Tafsir Sejarah Berbeda
Kekuatan Nalar dan Data
Menjadi kebenaran yang Nyata
Rejang Tanah Sriwijaya_
Sebagai insan yang tidak luput dari salah apalagi dosa menjadi perjalanan dalam setiap detik kehidupan, tetapi semua bisa menjadi kata maaf bila dibuktikan dengan karya, bahwa salah dan dosa adalah manusia, tetapi dengan karya bisa menjadi permohonan maaf yang nyata_
Membaca buku karya Prof Slamet Muljana, seorang filolog yang luar biasa, dengan karya yang tidak biasa karena dikerjakan dengan penuh tanggung jawab moral keilmuan bagi generasi selanjutnya, beliau menjelaskan dengan temuan temuan yang beliau dapatkan dari sumber aslinya dan informan yang pakar_
Maksud dari penulisan sejarah adalah menafsirkan peristiwa peristiwa sejarah dalam rangka kehidupan kenegaraan suatu negara.
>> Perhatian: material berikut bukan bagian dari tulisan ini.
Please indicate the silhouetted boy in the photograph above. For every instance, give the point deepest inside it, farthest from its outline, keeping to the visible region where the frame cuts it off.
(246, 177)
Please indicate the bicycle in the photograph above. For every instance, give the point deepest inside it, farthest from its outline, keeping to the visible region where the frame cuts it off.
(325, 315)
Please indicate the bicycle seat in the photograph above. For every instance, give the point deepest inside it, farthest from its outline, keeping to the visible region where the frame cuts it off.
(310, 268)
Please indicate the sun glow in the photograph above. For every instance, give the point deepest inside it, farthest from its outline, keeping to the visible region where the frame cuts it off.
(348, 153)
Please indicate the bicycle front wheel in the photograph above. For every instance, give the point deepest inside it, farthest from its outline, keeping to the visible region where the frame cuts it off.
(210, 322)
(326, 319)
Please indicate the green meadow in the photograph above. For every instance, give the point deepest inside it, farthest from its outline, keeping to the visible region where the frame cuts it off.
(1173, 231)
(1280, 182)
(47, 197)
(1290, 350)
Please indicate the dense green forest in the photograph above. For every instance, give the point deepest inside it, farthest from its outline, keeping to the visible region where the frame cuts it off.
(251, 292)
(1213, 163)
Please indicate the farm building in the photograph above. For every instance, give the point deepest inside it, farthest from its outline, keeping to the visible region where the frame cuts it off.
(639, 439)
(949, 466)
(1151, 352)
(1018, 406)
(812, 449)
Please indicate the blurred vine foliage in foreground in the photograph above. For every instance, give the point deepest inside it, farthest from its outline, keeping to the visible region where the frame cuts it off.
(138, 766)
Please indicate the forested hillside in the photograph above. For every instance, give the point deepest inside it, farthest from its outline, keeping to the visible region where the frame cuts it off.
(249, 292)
Jadi sejarah adalah perkara publik dan untuk pendidikan mental publik menghadapi masa yang akan datang, karena keberhasilan masa depan sangat ditentukan oleh sejarah masa lalu dan sekarang_
Sejarah bukanlah monopoli seorang ahli semata mata. Sejarah adalah keterbukaan pelajaran setiap peristiwa bagi semuanya. Sebagaimana sejarah Sriwijaya yang hidup tidak hanya di Indonesia bahkan di dunia._
Pngetahuan sejarah Sriwijaya baru lahir pada permulaan abad ke 20, nama Sriwijaya mulai dikenal pada tahun 1918, sejak George Coedes menulis tentang Le royaume de Crivijaya, pada tahun 1913 Prof. Kern menerbitkan piagam Kota Kapur, salah satu piagam Sriwijaya dari tahun 686, ia masih menganggap bahwa Sriwijaya yang tercantum pada piagam tersebut adalah nama seorang Raja karena “Cri” biasanya sebutan bagi gelar Raja kemudian di ikuti nama bersangkutan_
Melihat Sejarah Sriwijaya di Tanah Rejang dari kisah Rie Tandan, Puyan Remeyon hingga Putri Putih Darah adalah gambaran betapa luasnya Kerajaan Sriwijaya, padahal secara kemajuan teknologi Masih menggunakan sumberdaya dari alam, bagaimana membuat tulisan dari simbol simbol alam yang ada untuk menunjukkan kemajuan aksara alam dari kekuatan hati dan pikiran yang damai dan menghidupkan Nilai Nilai kesetiaan, kesucian, kebangsaan, pengorbanan dan perjuangan._
Tidak ada Kerajaan besar tanpa itu semua, Kerajaan yang bisa bertahan lama dengan Peradaban yang masih hidup sampai sekarang tidak dilihat dari bentuk fisik bangunan yang ditinggal kan tetapi dari nilai nilai kehidupan yang selalu hidup dari generasi ke generasi_ (sumarto)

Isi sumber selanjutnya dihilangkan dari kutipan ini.